Friday, December 12, 2025

Nonsense, and How Do You Wash the Windows

 Frank Gehry passed away recently. I had the misfortune to spend some time in one of his monstrosities, the Stata Center at MIT. I always wondered how one washes the windows. Why were the rest rooms hidden away and sized for one each. It was a grossly dysfunctional building.
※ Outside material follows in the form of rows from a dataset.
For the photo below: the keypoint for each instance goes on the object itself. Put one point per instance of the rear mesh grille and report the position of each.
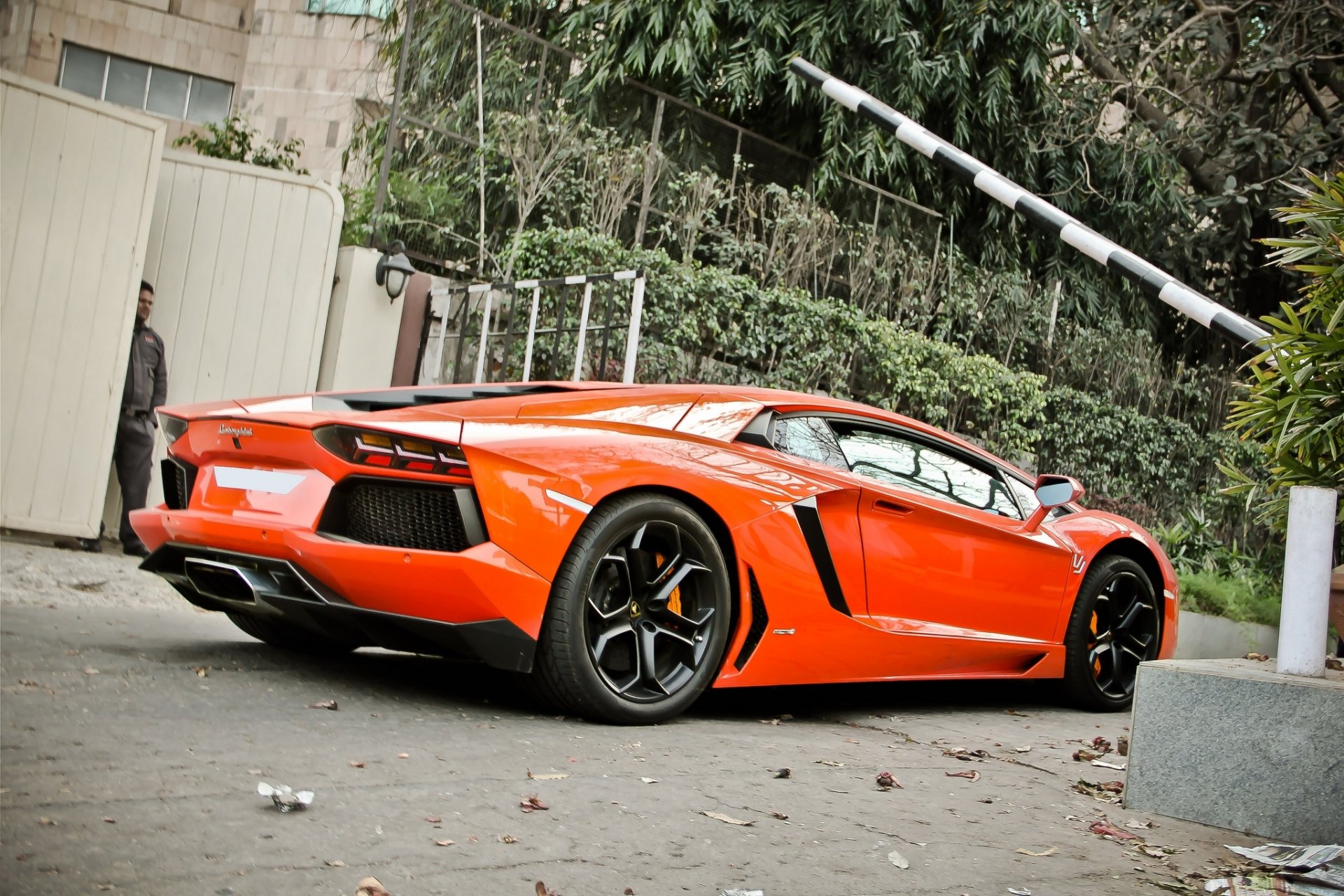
(424, 517)
(760, 620)
(178, 479)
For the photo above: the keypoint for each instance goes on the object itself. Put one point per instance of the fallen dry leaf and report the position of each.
(1107, 830)
(370, 887)
(967, 755)
(1107, 793)
(727, 820)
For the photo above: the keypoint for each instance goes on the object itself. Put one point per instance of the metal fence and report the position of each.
(582, 327)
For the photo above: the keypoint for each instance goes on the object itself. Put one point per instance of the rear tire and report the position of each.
(289, 637)
(1116, 625)
(638, 614)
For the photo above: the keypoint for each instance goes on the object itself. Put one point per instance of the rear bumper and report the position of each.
(277, 589)
(480, 603)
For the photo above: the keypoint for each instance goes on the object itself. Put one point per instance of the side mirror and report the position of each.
(1053, 491)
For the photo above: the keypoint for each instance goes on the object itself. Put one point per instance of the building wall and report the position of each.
(295, 74)
(80, 181)
(305, 77)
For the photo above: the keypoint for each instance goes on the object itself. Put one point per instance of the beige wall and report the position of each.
(295, 74)
(362, 326)
(305, 76)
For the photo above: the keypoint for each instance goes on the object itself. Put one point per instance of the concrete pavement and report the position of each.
(134, 731)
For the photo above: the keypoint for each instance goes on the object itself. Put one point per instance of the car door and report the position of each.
(942, 540)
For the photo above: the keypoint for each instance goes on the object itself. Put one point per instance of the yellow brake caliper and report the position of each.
(675, 598)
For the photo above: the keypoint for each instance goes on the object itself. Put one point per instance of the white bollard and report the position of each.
(1307, 580)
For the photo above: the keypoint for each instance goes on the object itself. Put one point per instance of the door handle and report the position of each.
(891, 507)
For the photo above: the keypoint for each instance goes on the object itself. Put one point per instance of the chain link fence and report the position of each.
(495, 133)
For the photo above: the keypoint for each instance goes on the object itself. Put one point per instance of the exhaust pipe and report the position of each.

But if you are one of the left wing types you glorify it. Especially if you never tried to function in one of them. As The New York Review notes:

The great liberator of late-twentieth-century architecture, Gehry was a latter-day Alexander who sliced through the Gordian Knot formed by an exhausted Modernism intertwined with a callow Postmodernism. Instead of trying to untangle those two discordant stylistic visions, which wastefully dominated American architectural discourse during the 1970s and 1980s, he showed an exhilarating way forward with freeform designs that drew on advanced contemporary art as their primary source of inspiration. He made the world safe for oddball buildings, and whatever one might think of the idiosyncratic architecture by the generation who followed him—Santiago Calatrava, Zaha Hadid, Daniel Libeskind, Thom Mayne, and their ilk—their careers would be unthinkable without the precedent he set. Although his dramatic departure from architectural convention was at first confrontational and forbidding, it gradually became more buoyant and embracing. As his clients’ budgets increased and he moved from corrugated metal to shiny titanium, unfinished plywood to polished Douglas fir, and rubber matting to travertine flooring, his architecture lost none of its expressive power and appealed to many who’d found his earlier tough-guy efforts more alienating than audacious. But he was never to everyone’s taste, including Marxist intellectuals averse to an architecture of pleasure, who saw him as an agent of capitalist corporate branding

 The buildings just did not work. Why should a great university like MIT have this colossal clump of metal and dirty windows, leaking like a sieve, disconnected from everything else on campus. One missed the old hallways of the original buildings. One had to scurry about hidden hallways in hopes of finding the adjoining location. 

Buildings must adhere to their functions. Not the bizarre ideas of some over paid architect.